Bu sezon ıskaladığımız şampiyonlukta, yönetimin hata payı neydi, kestiremiyorum ama elbette bir takım hatalar yapmışlardır ama yine bir şeyi ıskalıyoruz. Kim hata yapmadı?

Taçspor ile iç saha maçında, 1-0 geriye düştüğümüzde, üstelik maçın bitmesine yarım saat kala taraftarın takıma ve yönetime tepkisi, zamanlama hatası değil miydi? Madem değildi. Son dakikada kazandığımız Gölcükspor maçında rakibimiz beraberliği yakaladıktan sonra takımı bu sefer pozitif enerjiyle ateşleyen ve sonuca şüphesiz etki eden de aynı taraftardı…

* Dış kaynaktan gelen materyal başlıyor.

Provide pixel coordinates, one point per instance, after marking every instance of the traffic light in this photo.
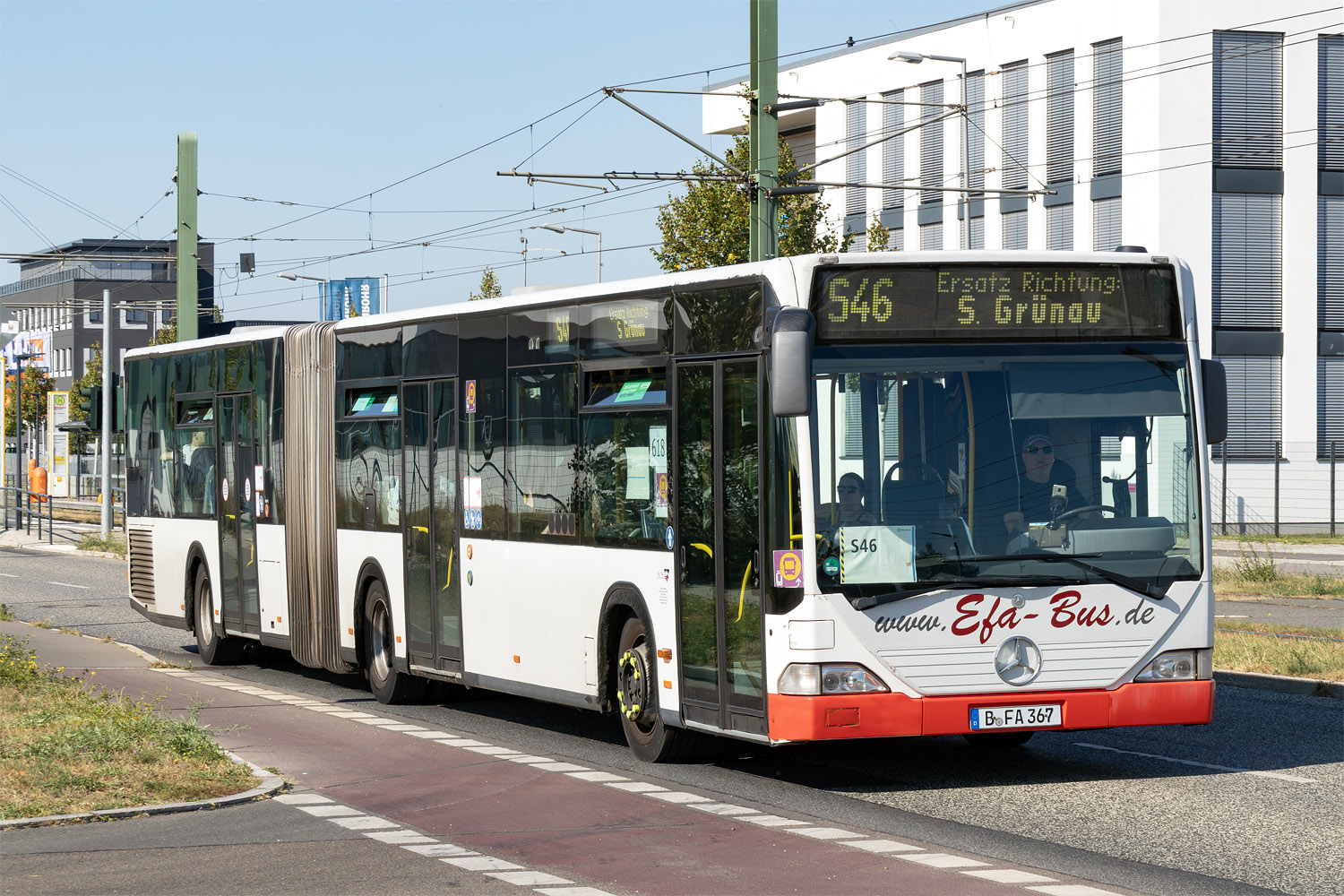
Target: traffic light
(90, 402)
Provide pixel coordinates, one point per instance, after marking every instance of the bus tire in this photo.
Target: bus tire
(999, 739)
(387, 684)
(637, 702)
(215, 649)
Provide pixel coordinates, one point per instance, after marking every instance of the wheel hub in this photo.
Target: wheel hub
(633, 685)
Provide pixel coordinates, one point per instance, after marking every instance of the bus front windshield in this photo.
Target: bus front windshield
(1004, 465)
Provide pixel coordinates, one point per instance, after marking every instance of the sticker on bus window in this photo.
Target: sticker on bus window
(876, 554)
(788, 568)
(632, 392)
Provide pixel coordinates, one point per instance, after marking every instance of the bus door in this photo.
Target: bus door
(237, 514)
(429, 495)
(718, 543)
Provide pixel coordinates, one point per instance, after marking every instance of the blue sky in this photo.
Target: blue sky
(325, 102)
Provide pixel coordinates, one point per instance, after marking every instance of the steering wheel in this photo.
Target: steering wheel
(1086, 509)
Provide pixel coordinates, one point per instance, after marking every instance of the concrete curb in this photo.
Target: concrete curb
(269, 786)
(1282, 684)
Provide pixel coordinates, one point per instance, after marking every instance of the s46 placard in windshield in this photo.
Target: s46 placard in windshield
(1000, 303)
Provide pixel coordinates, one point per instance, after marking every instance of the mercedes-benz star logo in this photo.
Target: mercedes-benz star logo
(1018, 661)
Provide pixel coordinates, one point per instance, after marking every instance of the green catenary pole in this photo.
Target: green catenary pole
(763, 128)
(187, 252)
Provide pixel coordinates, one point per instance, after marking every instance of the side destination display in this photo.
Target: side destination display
(1004, 303)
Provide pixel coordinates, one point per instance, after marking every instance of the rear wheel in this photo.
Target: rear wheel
(215, 649)
(637, 700)
(999, 739)
(387, 684)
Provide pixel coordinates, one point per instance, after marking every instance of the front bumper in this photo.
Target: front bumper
(895, 715)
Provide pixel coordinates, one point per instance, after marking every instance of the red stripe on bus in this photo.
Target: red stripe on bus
(833, 718)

Bir iki hafta önce takım ile yolları ayıran Ömer Faruk Can… Çorluspor 1947 ile Çorlu’da oynadığımız maçta rakip savunmanın maç boyunca tek ama akıl almaz hatasında, o golü yazsaydı ne olurdu? Ya da Kapaklı deplasmanında üstelik 2-1 önde olduğumuz zaman diliminde belki de rakibin gardını düşürecek mutlak fırsatı tepti…

İlker Çakır döneminde basın tribününde yer bulunmazdı. Basın ki önemli bir sac ayağı. Protokol tribününde arada bir yer alıp kendi fotoğrafını çektirmek için değil fotoğraf makinesinin arkasına geçerek fotoğraflamak, yazmak için… Basın nerede?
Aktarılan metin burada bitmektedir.